- Born: 13 November 1957 (age 68) Liverpool, Lancashire, England
- Occupation: Actor
- Years active: 1982–present
- Known for: Brookside The Royal Coronation Street
- Spouse: Lynn Francis
- Children: 2 daughters

= Michael Starke =

British actor (born 1957)

Michael Starke (Michael Clarke) (born 13 November 1957) is a British actor and singer from Liverpool, England. He played Thomas 'Sinbad' Sweeney in Brookside, the Channel 4 soap opera, for sixteen years.

He then appeared in a Christmas 2000 episode of the BBC drama Casualty. In the episode, "A Turn of the Scrooge", broadcast on 16 December 2000, he played the part of Barry Dawson, a loner who is befriended by a widower neighbour (played by Kenneth Colley), following a rooftop accident with Christmas decorations.

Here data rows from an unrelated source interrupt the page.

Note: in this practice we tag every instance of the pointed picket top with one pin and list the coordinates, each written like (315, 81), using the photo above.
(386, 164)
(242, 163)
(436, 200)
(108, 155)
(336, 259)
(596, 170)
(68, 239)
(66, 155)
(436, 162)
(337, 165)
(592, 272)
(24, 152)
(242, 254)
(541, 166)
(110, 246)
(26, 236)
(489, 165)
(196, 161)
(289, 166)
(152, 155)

Starke later appeared in the ITV drama The Royal as Kenneth Hopkirk, as policeman Arthur in the film The 51st State and as himself on Lily Savage's Blankety Blank. He is a patron of Zoe's Place Baby Hospice, a charity for sick babies and young children.

He appeared in the pantomime Cinderella in Southport over Christmas 2005 and in a pantomime of Aladdin during Christmas 2006 in York. He also appeared in the play No Holds Bard.

In March 2007, he joined the cast of Coronation Street as the patriarch of a new family, the Mortons, playing Jerry Morton, a single father who opens a kebab shop. He, along with the majority of the Morton family, left the show in September 2008.

His daughter, Hayley Hampson, appeared on the ITV show Grease Is the Word finishing in sixth place. His other daughter, Jamie, is an actress and appeared in an episode of The Royal.

In later years, he has starred in touring productions of musicals, including as Edna Turnblad in the first UK tour of Hairspray and originating the role of Monsignor Howard in the first UK tour of Sister Act the musical. He also made appearances in Anything Goes and Our Day Out.

Starke appeared in the 2014 Kenneth Branagh directed action thriller film "Jack Ryan: Shadow Recruit". Later he played a guest role in the soap opera Doctors.

In 2017 he appeared at the Liverpool Playhouse in the musical "The Star". The next year Starke appeared in Benidorm and in the TV drama "Virtues". He also appeared in the Christmas 2018 episode of Casualty in the guest role of Joe Blake. Between 2021 and 2023, he appeared as a taxi driver in the Channel 4 soap opera Hollyoaks.

In 2025 he reprised his Hollyoaks role in a special crossover episode with Brookside, where it turned out that this and his Brookside characters were actually the same person.